Statement of Significance

Description of Historic Place
The Cypress Club is a two-storey building of red brick with sandstone base and trims constructed in the Edwardian neo-classical style. It was built in 1907 and is located on one city lot in downtown Medicine Hat.

Heritage Value
The historical significance of the Cypress Club building in Medicine Hat lies in its role as the main social club for men in the district and thus its representation of a typical element of social life in Alberta's pre-First World War urban communities. It is also an excellent example of the classical revival style that characterized Alberta's public buildings before the First World War.

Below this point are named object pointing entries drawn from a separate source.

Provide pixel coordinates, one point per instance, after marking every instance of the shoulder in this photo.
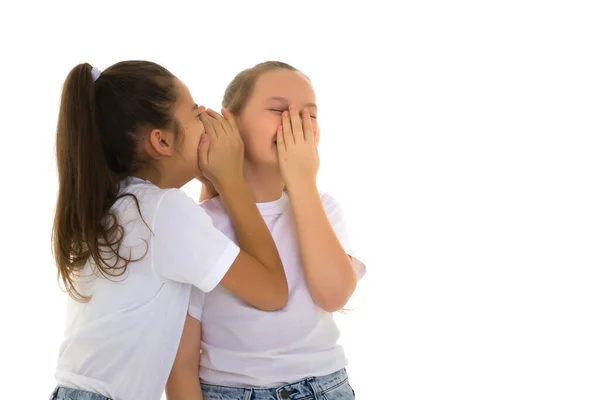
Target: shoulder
(329, 202)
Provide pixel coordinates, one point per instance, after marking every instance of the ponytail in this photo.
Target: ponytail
(87, 187)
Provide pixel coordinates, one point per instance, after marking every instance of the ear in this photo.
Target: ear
(162, 142)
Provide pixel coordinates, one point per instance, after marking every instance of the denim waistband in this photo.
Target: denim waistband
(63, 393)
(306, 388)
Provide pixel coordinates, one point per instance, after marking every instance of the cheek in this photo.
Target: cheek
(260, 131)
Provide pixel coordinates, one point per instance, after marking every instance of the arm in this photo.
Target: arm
(257, 273)
(183, 383)
(329, 273)
(208, 191)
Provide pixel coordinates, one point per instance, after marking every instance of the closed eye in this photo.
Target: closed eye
(280, 111)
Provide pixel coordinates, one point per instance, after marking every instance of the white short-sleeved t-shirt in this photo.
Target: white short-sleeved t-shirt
(246, 347)
(122, 342)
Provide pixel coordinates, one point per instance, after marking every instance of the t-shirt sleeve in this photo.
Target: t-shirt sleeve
(186, 247)
(336, 219)
(196, 303)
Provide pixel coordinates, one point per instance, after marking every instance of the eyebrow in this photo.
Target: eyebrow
(279, 98)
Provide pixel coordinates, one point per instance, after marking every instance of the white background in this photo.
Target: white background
(462, 138)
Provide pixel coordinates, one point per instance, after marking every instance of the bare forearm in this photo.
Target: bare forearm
(328, 270)
(250, 229)
(184, 385)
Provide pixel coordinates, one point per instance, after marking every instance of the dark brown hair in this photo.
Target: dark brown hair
(240, 88)
(97, 145)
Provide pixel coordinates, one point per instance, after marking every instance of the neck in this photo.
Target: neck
(159, 179)
(265, 182)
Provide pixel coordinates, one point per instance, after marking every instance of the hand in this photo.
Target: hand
(208, 190)
(221, 150)
(297, 149)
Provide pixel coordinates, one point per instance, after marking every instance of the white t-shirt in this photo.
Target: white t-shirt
(246, 347)
(122, 343)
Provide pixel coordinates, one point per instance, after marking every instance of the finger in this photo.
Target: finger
(232, 126)
(281, 148)
(296, 124)
(288, 135)
(219, 121)
(309, 136)
(203, 150)
(209, 126)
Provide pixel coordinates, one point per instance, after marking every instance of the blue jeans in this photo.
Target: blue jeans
(61, 393)
(329, 387)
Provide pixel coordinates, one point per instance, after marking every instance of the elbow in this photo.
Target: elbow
(277, 298)
(335, 300)
(332, 303)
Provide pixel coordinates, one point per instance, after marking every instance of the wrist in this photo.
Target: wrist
(302, 189)
(233, 190)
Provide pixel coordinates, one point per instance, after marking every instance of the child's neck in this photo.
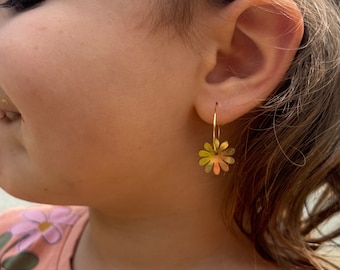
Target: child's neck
(181, 240)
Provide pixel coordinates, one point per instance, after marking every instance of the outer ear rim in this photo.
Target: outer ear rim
(236, 96)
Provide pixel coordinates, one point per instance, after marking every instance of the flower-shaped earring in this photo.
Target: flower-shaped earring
(216, 156)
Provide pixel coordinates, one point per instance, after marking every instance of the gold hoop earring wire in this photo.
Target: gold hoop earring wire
(216, 156)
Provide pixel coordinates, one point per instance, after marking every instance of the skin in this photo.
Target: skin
(103, 126)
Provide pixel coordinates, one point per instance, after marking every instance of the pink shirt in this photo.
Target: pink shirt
(40, 237)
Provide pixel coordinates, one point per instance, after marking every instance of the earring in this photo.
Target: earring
(216, 156)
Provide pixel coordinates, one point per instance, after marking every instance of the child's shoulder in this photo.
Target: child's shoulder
(42, 236)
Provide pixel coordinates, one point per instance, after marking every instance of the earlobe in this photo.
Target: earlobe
(251, 56)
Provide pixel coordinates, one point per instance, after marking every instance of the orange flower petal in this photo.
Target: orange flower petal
(217, 168)
(229, 160)
(204, 161)
(204, 153)
(208, 167)
(224, 146)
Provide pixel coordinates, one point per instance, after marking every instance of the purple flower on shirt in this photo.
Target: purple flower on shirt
(37, 224)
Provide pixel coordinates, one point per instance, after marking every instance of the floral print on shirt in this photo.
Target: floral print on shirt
(35, 227)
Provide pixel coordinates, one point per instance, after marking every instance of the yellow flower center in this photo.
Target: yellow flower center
(44, 226)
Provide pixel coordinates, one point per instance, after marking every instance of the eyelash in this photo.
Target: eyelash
(21, 5)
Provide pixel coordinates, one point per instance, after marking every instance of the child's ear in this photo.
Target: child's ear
(249, 46)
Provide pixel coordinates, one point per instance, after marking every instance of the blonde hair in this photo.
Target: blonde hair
(289, 150)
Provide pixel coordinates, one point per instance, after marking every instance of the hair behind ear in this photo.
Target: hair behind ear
(251, 45)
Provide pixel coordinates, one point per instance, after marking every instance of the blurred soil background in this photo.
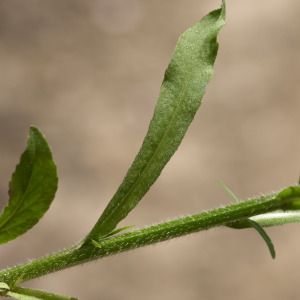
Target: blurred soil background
(87, 73)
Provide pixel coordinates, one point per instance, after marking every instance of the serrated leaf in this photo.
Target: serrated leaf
(31, 190)
(183, 87)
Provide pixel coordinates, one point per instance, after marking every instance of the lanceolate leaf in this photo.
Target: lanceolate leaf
(183, 87)
(31, 189)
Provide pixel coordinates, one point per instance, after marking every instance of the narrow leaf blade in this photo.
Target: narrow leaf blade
(184, 85)
(31, 189)
(264, 235)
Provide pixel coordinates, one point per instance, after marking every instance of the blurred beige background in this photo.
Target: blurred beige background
(88, 73)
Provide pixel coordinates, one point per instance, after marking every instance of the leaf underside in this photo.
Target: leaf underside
(31, 190)
(183, 87)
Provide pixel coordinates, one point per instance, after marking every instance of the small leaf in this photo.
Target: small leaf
(31, 189)
(264, 235)
(249, 222)
(291, 198)
(183, 87)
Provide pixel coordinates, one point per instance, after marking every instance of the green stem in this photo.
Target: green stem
(157, 233)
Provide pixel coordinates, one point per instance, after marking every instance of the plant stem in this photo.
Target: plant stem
(79, 254)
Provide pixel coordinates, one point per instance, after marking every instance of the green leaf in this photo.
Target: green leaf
(183, 87)
(251, 223)
(289, 213)
(264, 235)
(31, 189)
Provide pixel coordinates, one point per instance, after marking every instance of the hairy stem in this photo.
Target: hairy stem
(93, 250)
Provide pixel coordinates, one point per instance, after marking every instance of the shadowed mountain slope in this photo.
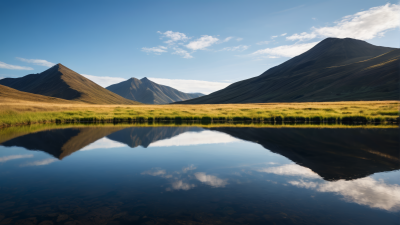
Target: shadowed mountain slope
(333, 70)
(11, 94)
(61, 82)
(144, 136)
(148, 92)
(331, 153)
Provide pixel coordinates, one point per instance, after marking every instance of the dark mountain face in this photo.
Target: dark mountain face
(333, 70)
(148, 92)
(331, 153)
(61, 142)
(61, 82)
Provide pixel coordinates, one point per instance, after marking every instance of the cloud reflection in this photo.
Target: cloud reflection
(40, 162)
(210, 180)
(103, 143)
(180, 180)
(290, 170)
(196, 138)
(11, 157)
(364, 191)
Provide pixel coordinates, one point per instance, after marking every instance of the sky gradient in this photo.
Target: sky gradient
(194, 46)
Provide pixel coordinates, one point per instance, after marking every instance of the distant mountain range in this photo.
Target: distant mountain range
(334, 70)
(61, 82)
(146, 91)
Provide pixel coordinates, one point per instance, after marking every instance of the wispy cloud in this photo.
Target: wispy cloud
(364, 25)
(40, 162)
(185, 54)
(211, 180)
(174, 36)
(202, 43)
(104, 81)
(39, 62)
(227, 39)
(12, 157)
(191, 86)
(238, 48)
(285, 50)
(262, 42)
(156, 50)
(4, 65)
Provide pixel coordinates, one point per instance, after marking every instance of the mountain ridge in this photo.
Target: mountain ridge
(62, 82)
(333, 70)
(149, 92)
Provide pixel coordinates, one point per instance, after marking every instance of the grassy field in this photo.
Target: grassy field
(24, 112)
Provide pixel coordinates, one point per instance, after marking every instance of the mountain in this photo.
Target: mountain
(146, 91)
(333, 154)
(333, 70)
(61, 82)
(8, 94)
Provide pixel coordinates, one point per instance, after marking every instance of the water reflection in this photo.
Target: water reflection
(192, 175)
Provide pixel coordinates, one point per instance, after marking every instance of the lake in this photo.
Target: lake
(200, 175)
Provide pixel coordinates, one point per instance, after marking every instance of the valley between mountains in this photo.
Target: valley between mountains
(337, 80)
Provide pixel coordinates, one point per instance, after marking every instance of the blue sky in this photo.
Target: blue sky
(194, 46)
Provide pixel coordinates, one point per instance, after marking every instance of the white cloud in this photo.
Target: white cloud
(174, 36)
(202, 43)
(227, 39)
(290, 170)
(364, 25)
(39, 62)
(210, 180)
(13, 67)
(189, 168)
(239, 48)
(364, 191)
(12, 157)
(103, 143)
(262, 43)
(156, 50)
(40, 162)
(285, 50)
(196, 138)
(183, 53)
(104, 81)
(191, 86)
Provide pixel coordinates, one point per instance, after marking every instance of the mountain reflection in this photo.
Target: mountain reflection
(332, 154)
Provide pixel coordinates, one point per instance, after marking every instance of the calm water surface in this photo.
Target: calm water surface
(192, 175)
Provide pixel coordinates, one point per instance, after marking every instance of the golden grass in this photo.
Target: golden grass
(22, 112)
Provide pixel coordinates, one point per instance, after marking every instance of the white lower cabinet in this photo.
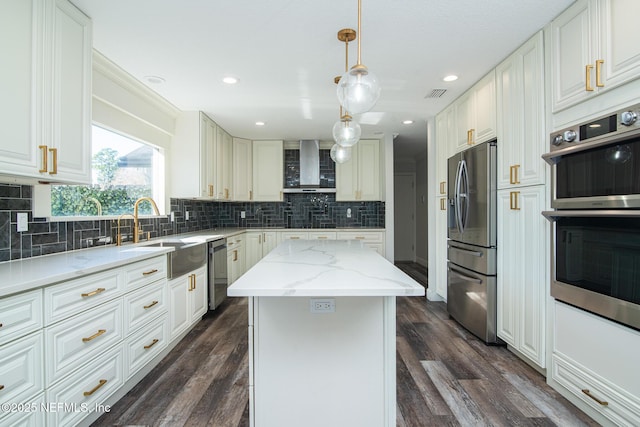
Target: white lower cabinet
(145, 344)
(82, 392)
(522, 271)
(20, 315)
(257, 245)
(31, 417)
(66, 350)
(594, 364)
(370, 239)
(21, 373)
(187, 300)
(81, 338)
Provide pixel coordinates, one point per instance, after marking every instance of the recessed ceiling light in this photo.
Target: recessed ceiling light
(156, 80)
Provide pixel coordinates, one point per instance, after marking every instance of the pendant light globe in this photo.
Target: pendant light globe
(346, 132)
(358, 90)
(340, 154)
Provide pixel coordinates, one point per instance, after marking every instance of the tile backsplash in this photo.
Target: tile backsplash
(297, 211)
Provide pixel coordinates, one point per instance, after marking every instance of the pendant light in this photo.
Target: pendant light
(346, 132)
(358, 89)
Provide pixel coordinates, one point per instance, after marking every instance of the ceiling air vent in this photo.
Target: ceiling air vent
(435, 93)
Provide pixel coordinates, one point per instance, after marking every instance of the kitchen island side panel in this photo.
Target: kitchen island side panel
(320, 369)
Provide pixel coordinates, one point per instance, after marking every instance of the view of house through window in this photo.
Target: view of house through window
(123, 170)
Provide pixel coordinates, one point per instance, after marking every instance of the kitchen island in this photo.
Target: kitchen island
(322, 335)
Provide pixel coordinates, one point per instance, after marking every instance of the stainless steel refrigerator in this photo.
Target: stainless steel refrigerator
(471, 252)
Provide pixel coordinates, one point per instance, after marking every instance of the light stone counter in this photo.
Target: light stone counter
(324, 268)
(322, 337)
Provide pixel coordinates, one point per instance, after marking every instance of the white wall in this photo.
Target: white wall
(422, 236)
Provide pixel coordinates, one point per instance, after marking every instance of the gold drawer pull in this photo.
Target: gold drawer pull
(513, 200)
(92, 293)
(96, 388)
(94, 336)
(45, 159)
(588, 393)
(588, 86)
(54, 153)
(150, 305)
(154, 342)
(599, 63)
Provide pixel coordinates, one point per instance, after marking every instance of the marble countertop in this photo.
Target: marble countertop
(322, 269)
(31, 273)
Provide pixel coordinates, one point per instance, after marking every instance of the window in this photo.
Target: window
(123, 170)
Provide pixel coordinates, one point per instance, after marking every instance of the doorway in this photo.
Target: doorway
(404, 216)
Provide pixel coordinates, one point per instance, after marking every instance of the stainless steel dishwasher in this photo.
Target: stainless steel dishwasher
(218, 278)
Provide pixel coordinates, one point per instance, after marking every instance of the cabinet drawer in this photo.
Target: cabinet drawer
(87, 388)
(322, 235)
(144, 304)
(607, 348)
(615, 404)
(293, 235)
(146, 344)
(21, 369)
(31, 417)
(365, 235)
(20, 315)
(72, 297)
(144, 272)
(74, 342)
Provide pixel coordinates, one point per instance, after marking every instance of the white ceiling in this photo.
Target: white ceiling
(286, 54)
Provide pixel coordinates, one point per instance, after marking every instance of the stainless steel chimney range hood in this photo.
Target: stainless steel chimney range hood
(310, 169)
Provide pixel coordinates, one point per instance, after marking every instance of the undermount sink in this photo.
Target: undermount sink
(187, 256)
(167, 244)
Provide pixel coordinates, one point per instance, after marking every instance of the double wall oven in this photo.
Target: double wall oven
(596, 221)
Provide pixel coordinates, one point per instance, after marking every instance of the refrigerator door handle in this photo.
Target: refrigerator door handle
(457, 196)
(464, 276)
(467, 251)
(464, 176)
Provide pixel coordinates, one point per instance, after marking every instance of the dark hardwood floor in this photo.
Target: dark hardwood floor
(445, 377)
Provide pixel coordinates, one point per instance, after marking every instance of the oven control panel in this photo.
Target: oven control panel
(621, 121)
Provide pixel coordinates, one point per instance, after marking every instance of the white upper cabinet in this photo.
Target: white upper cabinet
(46, 91)
(268, 171)
(359, 178)
(593, 49)
(223, 163)
(201, 158)
(445, 139)
(191, 160)
(242, 170)
(521, 120)
(475, 113)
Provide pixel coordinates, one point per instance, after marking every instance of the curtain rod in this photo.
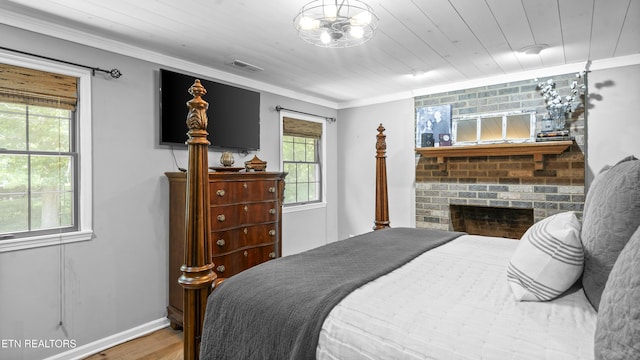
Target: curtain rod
(115, 73)
(330, 119)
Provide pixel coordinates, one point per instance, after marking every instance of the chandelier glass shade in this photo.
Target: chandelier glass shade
(336, 24)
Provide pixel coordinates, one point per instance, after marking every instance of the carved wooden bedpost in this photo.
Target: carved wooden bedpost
(382, 206)
(197, 274)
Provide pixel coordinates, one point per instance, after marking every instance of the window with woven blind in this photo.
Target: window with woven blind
(301, 159)
(38, 153)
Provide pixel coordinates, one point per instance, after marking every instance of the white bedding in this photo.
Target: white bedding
(454, 302)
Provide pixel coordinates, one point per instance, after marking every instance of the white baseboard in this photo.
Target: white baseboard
(89, 349)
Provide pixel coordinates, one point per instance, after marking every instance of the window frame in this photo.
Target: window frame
(504, 139)
(82, 138)
(322, 162)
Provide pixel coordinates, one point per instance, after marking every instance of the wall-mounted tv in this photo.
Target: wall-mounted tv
(234, 113)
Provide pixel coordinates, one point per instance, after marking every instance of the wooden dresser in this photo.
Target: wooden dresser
(246, 225)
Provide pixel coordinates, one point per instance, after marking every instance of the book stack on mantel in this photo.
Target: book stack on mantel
(560, 135)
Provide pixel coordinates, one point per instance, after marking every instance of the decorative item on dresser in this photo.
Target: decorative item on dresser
(246, 212)
(337, 300)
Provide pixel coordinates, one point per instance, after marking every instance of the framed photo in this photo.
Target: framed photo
(433, 120)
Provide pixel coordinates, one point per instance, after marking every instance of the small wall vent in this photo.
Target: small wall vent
(245, 66)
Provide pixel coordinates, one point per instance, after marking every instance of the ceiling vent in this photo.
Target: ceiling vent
(246, 66)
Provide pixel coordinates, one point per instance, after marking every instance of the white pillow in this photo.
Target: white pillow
(548, 260)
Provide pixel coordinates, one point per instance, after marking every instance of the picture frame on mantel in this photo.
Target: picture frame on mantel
(431, 121)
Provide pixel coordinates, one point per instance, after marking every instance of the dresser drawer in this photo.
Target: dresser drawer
(229, 240)
(227, 216)
(228, 192)
(231, 264)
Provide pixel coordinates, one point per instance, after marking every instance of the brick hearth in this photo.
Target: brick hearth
(499, 182)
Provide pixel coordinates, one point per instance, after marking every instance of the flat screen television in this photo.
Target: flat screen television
(233, 114)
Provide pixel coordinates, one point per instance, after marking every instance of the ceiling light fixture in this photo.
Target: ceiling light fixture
(336, 24)
(533, 49)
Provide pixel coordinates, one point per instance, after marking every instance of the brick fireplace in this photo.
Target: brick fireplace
(498, 190)
(540, 184)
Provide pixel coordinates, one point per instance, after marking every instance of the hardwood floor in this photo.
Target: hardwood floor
(166, 344)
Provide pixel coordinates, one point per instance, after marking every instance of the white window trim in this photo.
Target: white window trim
(84, 149)
(504, 115)
(323, 164)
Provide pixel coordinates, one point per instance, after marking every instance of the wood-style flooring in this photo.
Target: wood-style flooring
(165, 344)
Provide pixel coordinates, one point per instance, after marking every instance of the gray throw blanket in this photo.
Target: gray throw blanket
(276, 310)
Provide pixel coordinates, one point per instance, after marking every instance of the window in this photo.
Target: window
(45, 193)
(494, 128)
(302, 160)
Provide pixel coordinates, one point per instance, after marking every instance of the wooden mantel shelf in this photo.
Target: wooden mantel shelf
(537, 150)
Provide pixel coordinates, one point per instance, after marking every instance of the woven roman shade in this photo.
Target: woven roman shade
(35, 87)
(295, 127)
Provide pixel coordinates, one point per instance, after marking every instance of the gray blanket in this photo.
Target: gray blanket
(276, 310)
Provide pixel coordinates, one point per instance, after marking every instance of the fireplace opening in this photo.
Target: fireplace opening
(491, 221)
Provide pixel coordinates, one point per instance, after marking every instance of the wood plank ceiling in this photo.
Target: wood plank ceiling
(447, 40)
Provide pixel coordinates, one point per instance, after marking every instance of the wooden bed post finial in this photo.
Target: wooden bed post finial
(382, 202)
(197, 270)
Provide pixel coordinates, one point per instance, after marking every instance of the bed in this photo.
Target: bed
(568, 289)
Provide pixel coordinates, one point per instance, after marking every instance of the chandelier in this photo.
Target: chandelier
(336, 24)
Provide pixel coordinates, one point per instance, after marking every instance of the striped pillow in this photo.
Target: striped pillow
(548, 260)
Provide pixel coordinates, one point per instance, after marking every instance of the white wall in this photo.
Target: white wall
(118, 281)
(613, 124)
(357, 130)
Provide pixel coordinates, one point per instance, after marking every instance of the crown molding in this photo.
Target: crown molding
(500, 79)
(83, 38)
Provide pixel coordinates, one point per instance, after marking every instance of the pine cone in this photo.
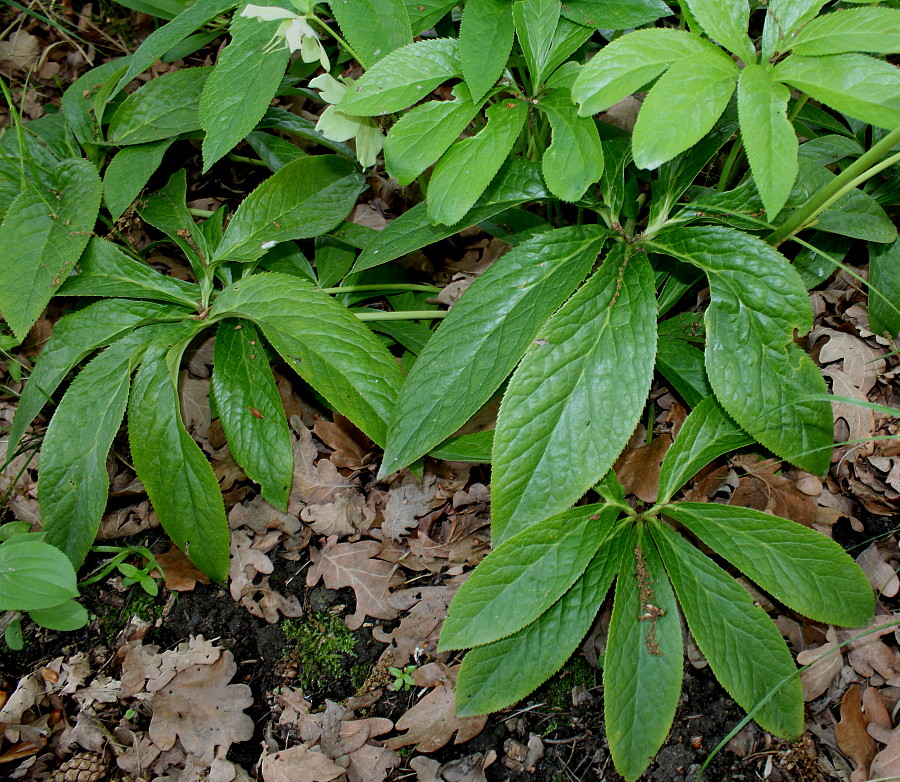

The Cypress Club, founded in 1903, was one of a number of social clubs created in Alberta's urban communities during the boom years prior to the First World War. Almost all of the region's civic leaders and prominent businessmen were members of the Cypress Club, making it a bastion for the business and social elites.

Architecturally, the Cypress Club building exemplifies prevailing architectural tastes influenced by regional factors in a manner typical of Alberta communities of the period. Locally manufactured brick used in the building's construction was a product of Medicine Hat's nascent ceramics industry, which was itself made possible by abundant local reserves of natural gas. The restrained dignity of the Cypress Club's exterior combined with the richness of its interior fittings was typical of men's clubs. The rustic elements within the building, including the stone fireplace and hunting trophies, combine with the lavish interior to define a sort of "frontier gentility." The structure retains a very high degree of its original historic integrity and contributes to the historical continuity of the streetscape.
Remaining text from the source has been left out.